Vascular endothelial growth factor (VEGF) and heparanase can change the glomerular permeability and affect the glomerular basement membrane function to cause proteinuria in FSGS (18). VEGF and heparanase are overexpressed in MM patients, and VEGF can induce the growth of bone marrow blood vessels (19,20) Heparanase plays important roles in tumor growth, angiogenesis and metabolism. Furthermore, these two proteins are involved in the occurrence and development of MGUS and MM (19,20). Dingli et al (2) used a causal inference epidemiological method to note the close association between MGUS, MM and FSGS.

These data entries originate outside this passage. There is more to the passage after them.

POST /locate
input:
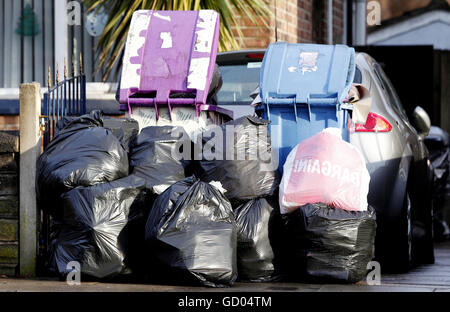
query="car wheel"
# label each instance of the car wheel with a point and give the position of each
(404, 256)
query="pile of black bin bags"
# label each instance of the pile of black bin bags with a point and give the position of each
(123, 204)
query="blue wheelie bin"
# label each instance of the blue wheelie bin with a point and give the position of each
(303, 88)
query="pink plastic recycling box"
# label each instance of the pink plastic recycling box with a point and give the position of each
(169, 58)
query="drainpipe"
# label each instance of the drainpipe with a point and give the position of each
(330, 22)
(360, 22)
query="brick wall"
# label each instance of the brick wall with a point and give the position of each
(296, 21)
(9, 202)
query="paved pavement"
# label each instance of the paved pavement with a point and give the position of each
(427, 278)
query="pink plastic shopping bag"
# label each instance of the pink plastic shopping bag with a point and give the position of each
(325, 169)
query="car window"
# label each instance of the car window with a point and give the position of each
(389, 89)
(239, 81)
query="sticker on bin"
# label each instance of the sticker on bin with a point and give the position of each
(325, 169)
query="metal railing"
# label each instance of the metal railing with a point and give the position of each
(65, 98)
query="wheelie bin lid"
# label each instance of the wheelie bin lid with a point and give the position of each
(169, 52)
(306, 73)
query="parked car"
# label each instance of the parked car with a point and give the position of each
(438, 144)
(394, 150)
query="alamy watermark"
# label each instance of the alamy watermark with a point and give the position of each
(373, 13)
(227, 143)
(74, 276)
(374, 275)
(73, 13)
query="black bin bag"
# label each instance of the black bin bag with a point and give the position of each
(322, 243)
(152, 157)
(93, 229)
(82, 153)
(191, 236)
(256, 259)
(243, 162)
(125, 129)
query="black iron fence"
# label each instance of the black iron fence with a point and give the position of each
(63, 99)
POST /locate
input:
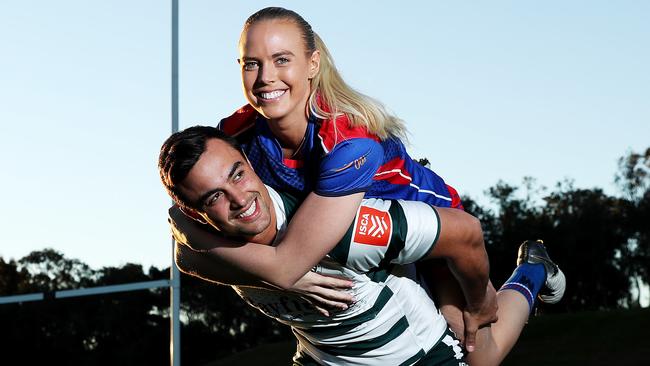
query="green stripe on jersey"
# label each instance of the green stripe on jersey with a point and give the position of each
(348, 324)
(290, 203)
(398, 237)
(359, 348)
(341, 251)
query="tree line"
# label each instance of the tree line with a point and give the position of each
(602, 243)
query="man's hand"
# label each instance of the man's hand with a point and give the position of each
(324, 292)
(480, 316)
(190, 232)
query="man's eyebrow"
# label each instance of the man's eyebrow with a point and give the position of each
(209, 193)
(234, 168)
(282, 53)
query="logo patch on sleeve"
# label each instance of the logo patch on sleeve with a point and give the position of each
(373, 227)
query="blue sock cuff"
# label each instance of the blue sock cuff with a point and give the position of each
(527, 279)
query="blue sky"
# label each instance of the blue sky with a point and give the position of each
(489, 91)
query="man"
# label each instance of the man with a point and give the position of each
(392, 322)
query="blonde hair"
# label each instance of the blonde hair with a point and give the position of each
(330, 96)
(340, 98)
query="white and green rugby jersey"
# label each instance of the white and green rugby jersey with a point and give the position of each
(394, 321)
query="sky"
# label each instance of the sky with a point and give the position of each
(489, 91)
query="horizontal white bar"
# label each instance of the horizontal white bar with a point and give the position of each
(87, 291)
(21, 298)
(113, 288)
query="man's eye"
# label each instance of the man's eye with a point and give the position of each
(212, 199)
(250, 65)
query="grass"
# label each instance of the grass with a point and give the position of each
(620, 338)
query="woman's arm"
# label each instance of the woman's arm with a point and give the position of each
(315, 229)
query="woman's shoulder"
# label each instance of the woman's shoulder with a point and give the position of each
(334, 131)
(239, 122)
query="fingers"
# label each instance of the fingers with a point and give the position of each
(338, 283)
(321, 310)
(329, 302)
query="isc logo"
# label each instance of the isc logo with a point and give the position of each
(373, 227)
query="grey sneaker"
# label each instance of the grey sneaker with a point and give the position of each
(534, 252)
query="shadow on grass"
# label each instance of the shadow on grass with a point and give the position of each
(620, 338)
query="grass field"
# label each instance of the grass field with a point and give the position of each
(613, 338)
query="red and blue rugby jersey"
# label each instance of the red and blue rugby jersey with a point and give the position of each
(338, 159)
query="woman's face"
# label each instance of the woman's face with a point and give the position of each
(276, 70)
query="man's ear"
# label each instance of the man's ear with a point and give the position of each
(193, 214)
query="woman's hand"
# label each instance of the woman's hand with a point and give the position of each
(325, 293)
(195, 235)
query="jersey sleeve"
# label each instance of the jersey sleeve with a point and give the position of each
(387, 232)
(349, 167)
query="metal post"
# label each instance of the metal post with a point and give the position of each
(175, 290)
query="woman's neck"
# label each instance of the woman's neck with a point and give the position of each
(290, 135)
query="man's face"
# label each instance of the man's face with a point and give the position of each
(224, 189)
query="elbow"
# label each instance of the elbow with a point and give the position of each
(475, 234)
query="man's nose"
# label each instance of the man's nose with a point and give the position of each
(237, 198)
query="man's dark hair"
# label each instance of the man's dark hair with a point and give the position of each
(181, 151)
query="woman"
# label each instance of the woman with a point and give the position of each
(306, 130)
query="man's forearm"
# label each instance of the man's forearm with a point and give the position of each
(472, 270)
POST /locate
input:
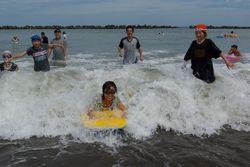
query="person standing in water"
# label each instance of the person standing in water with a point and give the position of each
(7, 65)
(234, 51)
(64, 36)
(45, 40)
(130, 44)
(201, 52)
(39, 52)
(59, 53)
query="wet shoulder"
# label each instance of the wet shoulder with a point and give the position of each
(2, 67)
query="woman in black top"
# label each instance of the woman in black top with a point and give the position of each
(6, 65)
(201, 52)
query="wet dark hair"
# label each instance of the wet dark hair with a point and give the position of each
(205, 33)
(130, 26)
(234, 46)
(107, 86)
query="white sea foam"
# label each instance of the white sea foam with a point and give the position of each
(50, 104)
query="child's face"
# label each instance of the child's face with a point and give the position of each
(6, 58)
(130, 32)
(233, 49)
(36, 43)
(109, 95)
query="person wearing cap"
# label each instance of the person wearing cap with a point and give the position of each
(65, 36)
(201, 52)
(108, 100)
(39, 52)
(59, 53)
(45, 39)
(7, 65)
(234, 51)
(130, 44)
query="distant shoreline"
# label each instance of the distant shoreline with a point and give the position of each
(29, 27)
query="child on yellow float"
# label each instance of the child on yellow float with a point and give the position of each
(108, 100)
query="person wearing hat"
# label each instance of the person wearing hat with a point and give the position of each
(201, 52)
(129, 45)
(59, 53)
(7, 65)
(39, 52)
(234, 51)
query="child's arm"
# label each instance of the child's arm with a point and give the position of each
(121, 106)
(229, 64)
(19, 55)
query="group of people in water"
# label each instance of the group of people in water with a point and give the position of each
(200, 52)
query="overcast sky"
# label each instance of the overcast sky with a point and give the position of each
(101, 12)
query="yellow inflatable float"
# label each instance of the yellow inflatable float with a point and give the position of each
(104, 120)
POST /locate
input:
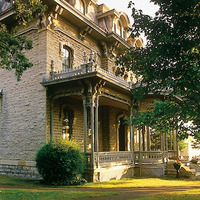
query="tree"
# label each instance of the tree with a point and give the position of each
(168, 65)
(12, 46)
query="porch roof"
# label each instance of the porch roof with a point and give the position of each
(87, 71)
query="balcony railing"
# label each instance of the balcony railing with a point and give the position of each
(150, 157)
(85, 69)
(108, 159)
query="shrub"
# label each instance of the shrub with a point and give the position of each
(60, 162)
(194, 160)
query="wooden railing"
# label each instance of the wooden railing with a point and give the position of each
(150, 157)
(86, 68)
(108, 159)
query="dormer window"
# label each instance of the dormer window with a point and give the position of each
(80, 6)
(67, 58)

The present study indicates that FSGS patients >40 years old should undergo serum and urinary immune electrophoresis, Congo red staining, and κ- and λ-light chain level analysis routinely to detect plasma cell proliferative disorders and improve the prognosis of potentially associated FSGS. Additionally, repeated renal pathological examinations may be required for a small fraction of patients.